El final de 'La isla de las tentaciones' demuestra que lo importante no es cómo acaba, sino los dramas y desquicies que hubo por el camino

El programa funciona mejor como un campo minado de situaciones vergonzosas

Belén Prieto

Editora

Hay realities que viven de sus finales y luego está 'La isla de las tentaciones', que en realidad nos interesa más por el trayecto. Porque seamos sinceros, nadie se sienta a ver el programa esperando un "felices para siempre". Lo que engancha del formato es lo que ocurre entre medias, los dramas, los llantos, los giros de guion sentimentales y las explosiones imprevisibles en las hogueras. Y así ha ocurrido en esta última edición, que volvió a demostrar que lo único sorprendente del programa no es quién se va de la mano, sino el nivel de destrozo emocional que queda

De hecho, esto se ha traducido en cifras de audiencia, donde la noche fue territorio de Telecinco, con más de un 20% de cuota para 'La isla de las tentaciones', que se coló como lo más visto de su franja. Y lo mejor es que, entre gritos, lágrimas y decisiones poco meditadas, solo una pareja consiguió salir viva del experimento -aunque no sabemos por cuánto tiempo-. 

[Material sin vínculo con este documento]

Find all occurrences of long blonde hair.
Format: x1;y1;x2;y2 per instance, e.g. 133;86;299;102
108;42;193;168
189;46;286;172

Lo que importa es el destrozo que deja

El gancho de esta edición no estaba tanto en la resolución sentimental, sino en la carnicería emocional que se fue gestando semana a semana. La gala final se convirtió en un catálogo de rupturas, confesiones y personas que descubrían, delante de toda España, que quizá la vida que llevaban no era exactamente la que querían. De las cuatro parejas que lograron llegar al final, tres de ellas se desmoronaron y solo una optó por continuar de la mano. Más que un final cerrado, el desenlace fue un recordatorio de que el programa funciona mejor como un campo minado que como la antesala de un cierre romántico.

La ruptura más dura de la edición también volvió a dejar claro que el programa no necesita infidelidades para reventar una relación, solo basta con sentarse frente a una hoguera y reconocer que no eres feliz. 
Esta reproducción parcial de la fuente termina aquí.